8. In the rejoinder, filed by the complainants, they reasserted all the averments, contained in the complaint, and repudiated those, contained in the written version of the Opposite Parties.
9. The complainants and Opposite Parties No.1 to 4, led evidence, in support of their case.
10. After hearing the Counsel for the complainants, Opposite Parties No.1 to 4, and, on going through the evidence, and record of the case, the District Forum, dismissed the complaint, as stated above.
11. Feeling aggrieved, the instant appeal, has been filed by the appellants/complainants.
12. We have heard the Counsel for the appellants/complainants, at the preliminary stage, and, have gone through the evidence, and record of the case, carefully.
13. The Counsel for the appellants, submitted that, in the first instance, the Opposite Parties issued the Policies, by recording wrong facts, in the proposal forms, and, thereafter, when the request was made for cancellation of the same, they initially rejected the same. He further submitted that after a lot of correspondence, with the Opposite Parties, and on making a number of complaints, they agreed to cancel the Policies.

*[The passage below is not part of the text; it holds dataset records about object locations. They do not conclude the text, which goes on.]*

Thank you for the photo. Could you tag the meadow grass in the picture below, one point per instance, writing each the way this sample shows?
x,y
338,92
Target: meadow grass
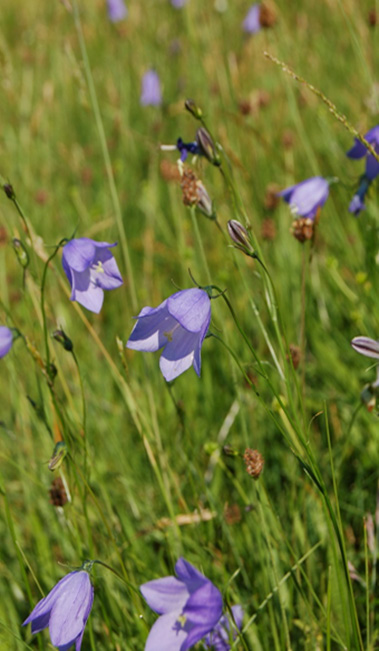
x,y
146,471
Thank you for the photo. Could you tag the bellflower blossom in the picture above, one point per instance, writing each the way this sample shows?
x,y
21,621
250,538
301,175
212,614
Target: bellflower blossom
x,y
178,325
218,639
359,151
6,340
306,197
65,611
151,94
90,268
116,10
189,607
252,23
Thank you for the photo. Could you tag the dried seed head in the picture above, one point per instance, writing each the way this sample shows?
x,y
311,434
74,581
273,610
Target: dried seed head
x,y
303,229
254,462
57,492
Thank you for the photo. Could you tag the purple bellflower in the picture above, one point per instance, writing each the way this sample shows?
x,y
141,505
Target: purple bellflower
x,y
116,10
306,197
359,151
65,611
366,346
178,325
6,340
218,639
189,607
151,94
90,268
252,24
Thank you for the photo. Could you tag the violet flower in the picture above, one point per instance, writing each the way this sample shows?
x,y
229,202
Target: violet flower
x,y
116,10
65,610
218,639
306,197
151,94
178,325
359,151
189,607
90,268
6,340
366,346
252,23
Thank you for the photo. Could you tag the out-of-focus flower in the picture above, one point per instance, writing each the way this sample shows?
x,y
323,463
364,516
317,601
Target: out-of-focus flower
x,y
151,94
218,639
116,10
90,268
190,607
307,197
357,203
366,346
251,23
6,340
359,151
179,326
65,610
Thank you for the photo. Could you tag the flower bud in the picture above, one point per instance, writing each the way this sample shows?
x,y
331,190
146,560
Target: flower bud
x,y
239,235
193,108
59,453
21,252
61,337
207,146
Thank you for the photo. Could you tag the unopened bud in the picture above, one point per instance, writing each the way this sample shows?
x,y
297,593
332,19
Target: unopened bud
x,y
193,108
61,337
59,453
207,146
21,252
239,235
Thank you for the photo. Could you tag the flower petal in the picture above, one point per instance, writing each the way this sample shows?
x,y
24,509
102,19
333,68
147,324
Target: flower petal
x,y
148,333
191,307
70,611
165,595
166,634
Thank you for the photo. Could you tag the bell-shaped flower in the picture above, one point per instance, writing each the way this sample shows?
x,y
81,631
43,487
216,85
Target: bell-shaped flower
x,y
306,197
218,639
116,10
6,340
65,611
90,268
189,606
178,325
252,23
151,94
359,151
366,346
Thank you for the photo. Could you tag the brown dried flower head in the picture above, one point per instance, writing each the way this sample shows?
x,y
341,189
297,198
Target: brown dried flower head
x,y
254,462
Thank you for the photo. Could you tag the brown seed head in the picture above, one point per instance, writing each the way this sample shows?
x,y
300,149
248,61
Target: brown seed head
x,y
254,462
57,492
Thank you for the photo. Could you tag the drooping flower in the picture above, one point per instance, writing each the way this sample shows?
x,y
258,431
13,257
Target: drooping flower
x,y
366,346
306,197
218,639
6,340
90,268
178,325
190,607
116,10
251,23
359,151
151,94
65,610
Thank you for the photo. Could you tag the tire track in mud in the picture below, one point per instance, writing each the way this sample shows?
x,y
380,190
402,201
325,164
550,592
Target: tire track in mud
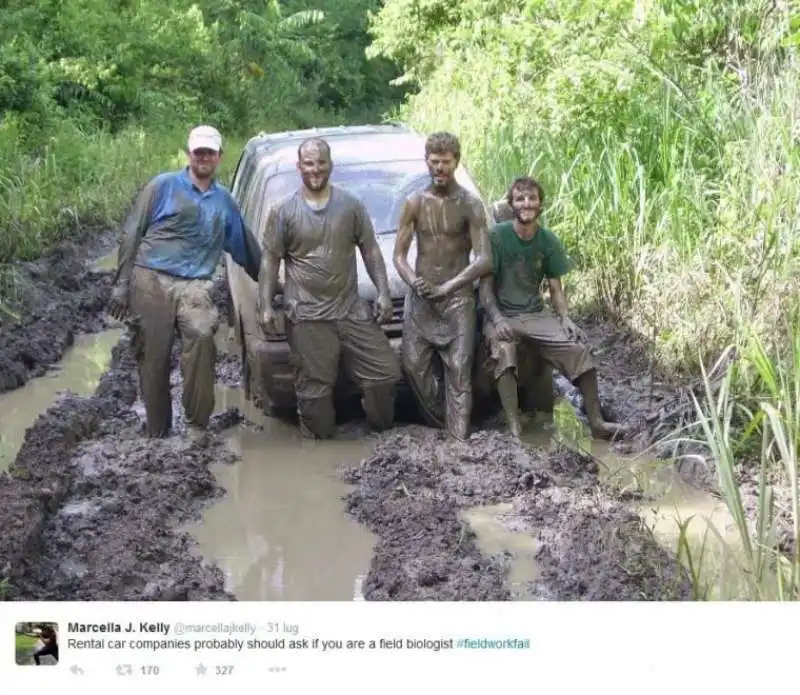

He further submitted that the Policies, no doubt, were ultimately cancelled by the Opposite Parties, and the amount thereof was refunded to the complainants, yet, they failed to pay interest, as the said amount was illegally and improperly retained by them, for a sufficient longer period. He further submitted that even a lot of mental agony and physical harassment was caused to the complainants, at the hands of the Opposite Parties, and they were required to be compensated for the same, but the District Forum was wrong, in declining this relief to them. He further submitted that, in case, the complainants had raised any protest, then the amount would not have been refunded to them, and, as such, it (protest) was not made. He further submitted that since the refund of amount was received, under compelling circumstances, the complainants did not cease to be the consumers, qua the Opposite Parties, and, as such, the Consumer Complaint was maintainable. He further submitted that the complainants were entitled to interest and compensation. He further submitted that the order of the District Forum, being illegal and invalid, is liable to be set aside.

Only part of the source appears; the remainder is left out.